Stallergenes Greer announced the initiation of a Phase III clinical study (YOBI, YOung patients and BIrch allergy) to confirm the safety and efficacy of Staloral® Birch in children and adolescents with birch pollen-induced allergic rhino-conjunctivitis with or without asthma. The randomised, double-blind placebo-controlled Phase III study will involve approximately 80 sites in 12 European countries. Allergic rhino-conjunctivitis is a worldwide disease and a global health burden affecting more than 500 million people, who are at higher risk of developing rhinitis exacerbation and asthma than the general population1.Birch is among the strongest allergy-producing trees in northern Europe.

The allergic potential of other trees belonging to the birch homologous group, such as alder and hazel, is also increasing steadily. In children and adolescents, allergic rhino-conjunctivitis can lead to sleep problems, fatigue, missed school days and can complicate outdoor activities3. Individuals sensitised at a young age are also more at risk of developing asthma.

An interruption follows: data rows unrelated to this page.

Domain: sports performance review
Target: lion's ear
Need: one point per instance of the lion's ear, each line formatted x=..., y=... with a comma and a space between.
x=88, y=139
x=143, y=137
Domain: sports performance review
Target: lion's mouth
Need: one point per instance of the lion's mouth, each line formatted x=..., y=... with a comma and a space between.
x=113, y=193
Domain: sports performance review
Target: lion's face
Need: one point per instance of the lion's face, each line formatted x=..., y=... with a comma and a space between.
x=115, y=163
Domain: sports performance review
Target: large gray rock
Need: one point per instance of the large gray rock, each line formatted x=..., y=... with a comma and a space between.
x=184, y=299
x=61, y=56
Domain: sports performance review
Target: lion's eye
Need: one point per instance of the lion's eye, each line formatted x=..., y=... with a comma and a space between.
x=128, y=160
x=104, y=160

The younger the children are, the higher their risk of developing asthma, which highlights the relevance of early causal treatment in paediatric patients to slow the worsening of allergy symptoms4. Allergen immunotherapy (AIT) is currently the only available therapeutic treatment that has the potential to uniquely alter the natural course of the disease5. In its liquid form, sublingual AIT can provide a needle-free and flexible treatment for children and adolescents.